Na sexta-feira, muitos jornais publicaram a foto de um grupo de marines rezando diante do cadáver de um membro de sua unidade que morreu dos ferimentos sofridos, num posto de primeiros socorros em Fallujah. O ""USA Today" publicou a foto de outro marine ferido segurando as mãos de seus companheiros, enquanto aguardava atendimento.
Desde a Guerra do Vietnã (1965-75), as autoridades americanas tentam controlar o uso de imagens dos conflitos pela grande imprensa. A partir da Guerra do Golfo, em 1991, foi proibido fotografar os ataúdes com os corpos de militares que chegavam aos Estados Unidos.
""De fato, o movimento que está acontecendo é em direção a uma situação mais normal, com a publicação das fotos dos mortos. Afinal, o que se faz em uma guerra é matar", disse Jim Naurekas, da organização de análise dos meios de comunicação Fairness and Accuracy in Reporting (justiça e acurácia no jornalismo).

Novas diretrizes
As diretrizes editoriais, afirmou, também mudaram repentinamente. ""Ao longo da guerra, os órgãos de imprensa evitavam publicar imagens dos soldados americanos feridos ou mortos. Esse tem sido um dos maiores tabus do conflito", disse Naurekas.

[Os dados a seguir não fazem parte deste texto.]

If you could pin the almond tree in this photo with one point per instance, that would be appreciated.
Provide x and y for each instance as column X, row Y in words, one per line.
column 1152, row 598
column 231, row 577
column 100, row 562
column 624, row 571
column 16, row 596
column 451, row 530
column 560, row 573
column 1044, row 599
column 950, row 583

""Existe a idéia de que publicar fotos de soldados feridos prejudicaria o apoio popular à guerra. Especialmente no auge dos combates do ano passado, havia a idéia de que qualquer coisa que pudesse reduzir o apoio público à guerra seria pouco patriótico." Para Naurekas, ""existe bastante autocensura na mídia".

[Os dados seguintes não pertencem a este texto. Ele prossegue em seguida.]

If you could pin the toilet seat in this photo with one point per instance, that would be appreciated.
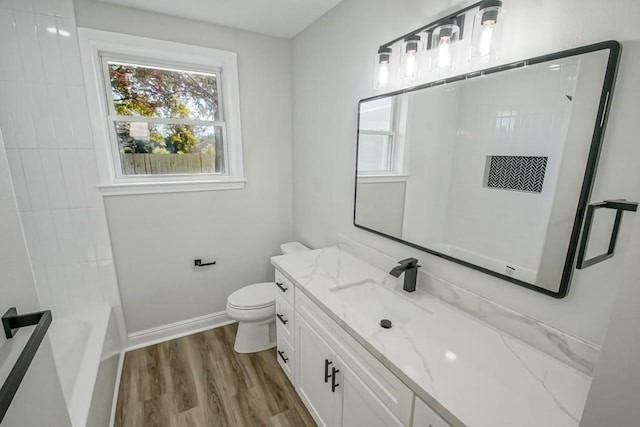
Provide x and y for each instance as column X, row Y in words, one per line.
column 252, row 297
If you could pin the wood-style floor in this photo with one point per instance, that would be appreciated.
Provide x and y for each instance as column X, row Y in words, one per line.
column 199, row 380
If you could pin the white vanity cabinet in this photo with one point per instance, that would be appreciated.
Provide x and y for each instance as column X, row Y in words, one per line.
column 332, row 391
column 285, row 319
column 340, row 382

Robert Thompson, diretor do Centro para o Estudo da Televisão Popular da Universidade Syracuse, em Nova York, acredita que os acontecimentos em campo no Iraque e as mudanças em Washington modificaram a cobertura da imprensa.

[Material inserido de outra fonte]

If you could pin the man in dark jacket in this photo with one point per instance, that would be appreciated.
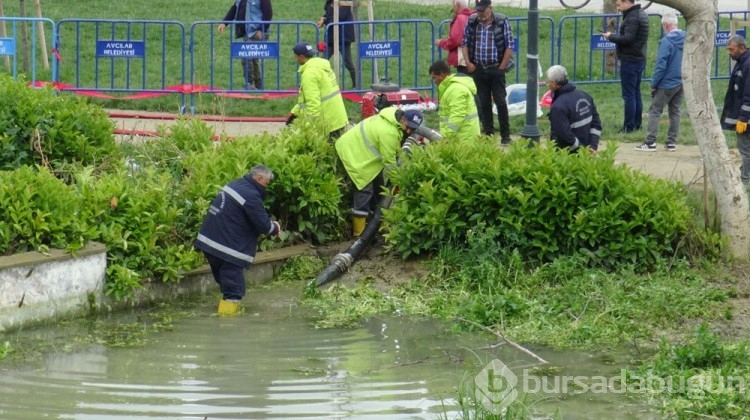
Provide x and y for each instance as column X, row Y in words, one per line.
column 666, row 85
column 630, row 45
column 252, row 12
column 229, row 235
column 736, row 110
column 346, row 36
column 487, row 48
column 573, row 117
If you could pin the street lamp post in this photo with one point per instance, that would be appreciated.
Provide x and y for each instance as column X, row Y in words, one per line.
column 531, row 129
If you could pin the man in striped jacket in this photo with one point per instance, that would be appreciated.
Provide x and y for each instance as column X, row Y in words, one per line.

""Os jornalistas americanos e os canais de televisão provavelmente estão um pouco menos arredios hoje quando se trata de reportar alguns assuntos em mais detalhe e mostrar mais fotografias do que antes, quando havia todo um clima de unidade nacional", disse Thompson.
O assassinato dos quatro civis americanos em Fallujah há pouco mais de uma semana quase acabou com o tabu, segundo Thompson. Os cadáveres queimados de dois dos quatro civis foram mutilados e pendurados em uma ponte, e as imagens foram largamente difundidas nos EUA. ""A mutilação dos cadáveres em Fallujah foi em grande medida responsável pela mudança, porque seria difícil contar a história sem as fotos", disse Naurekas.
A rede CNN exibiu diversas vezes imagens de um soldado com a parte inferior de seu corpo banhada em sangue enquanto era retirado da batalha em um caminhão, e também as de outros marines feridos abandonando um tanque.
Importantes jornais americanos publicaram nesta semana a foto de um marine na cidade iraquiana de Ramadi carregando sobre o ombro o cadáver de um colega dentro de um saco plástico.
Também foram largamente difundidas uma foto de soldados chorando ao serem informados da morte de companheiros e a de um médico segurando a mão de um marine ferido dentro de um veículo militar, depois de uma emboscada.
""Enxergar a realidade pode afetar as pessoas e a percepção que elas têm da guerra", disse Naurekas. ""É fato sabido que imagens têm impacto emocional maior do que palavras."
Já Thompson acredita que o impacto das imagens seja significativo apenas se elas forem divulgadas por tempo prolongado. ""Uma imagem qualquer não vai modificar a opinião pública de maneira significativa", disse ele. ""Mas, se tivermos mais algumas semanas como as recentes, e se todas essas imagens se juntarem, então uma mudança poderá realmente se produzir."
O acadêmico lembrou que muitas imagens terríveis saíram da Guerra do Vietnã, mas que ""foi só depois de estarmos lá por algum tempo, e de as imagens continuarem a chegar sem parar, que a opinião pública começou a mudar realmente".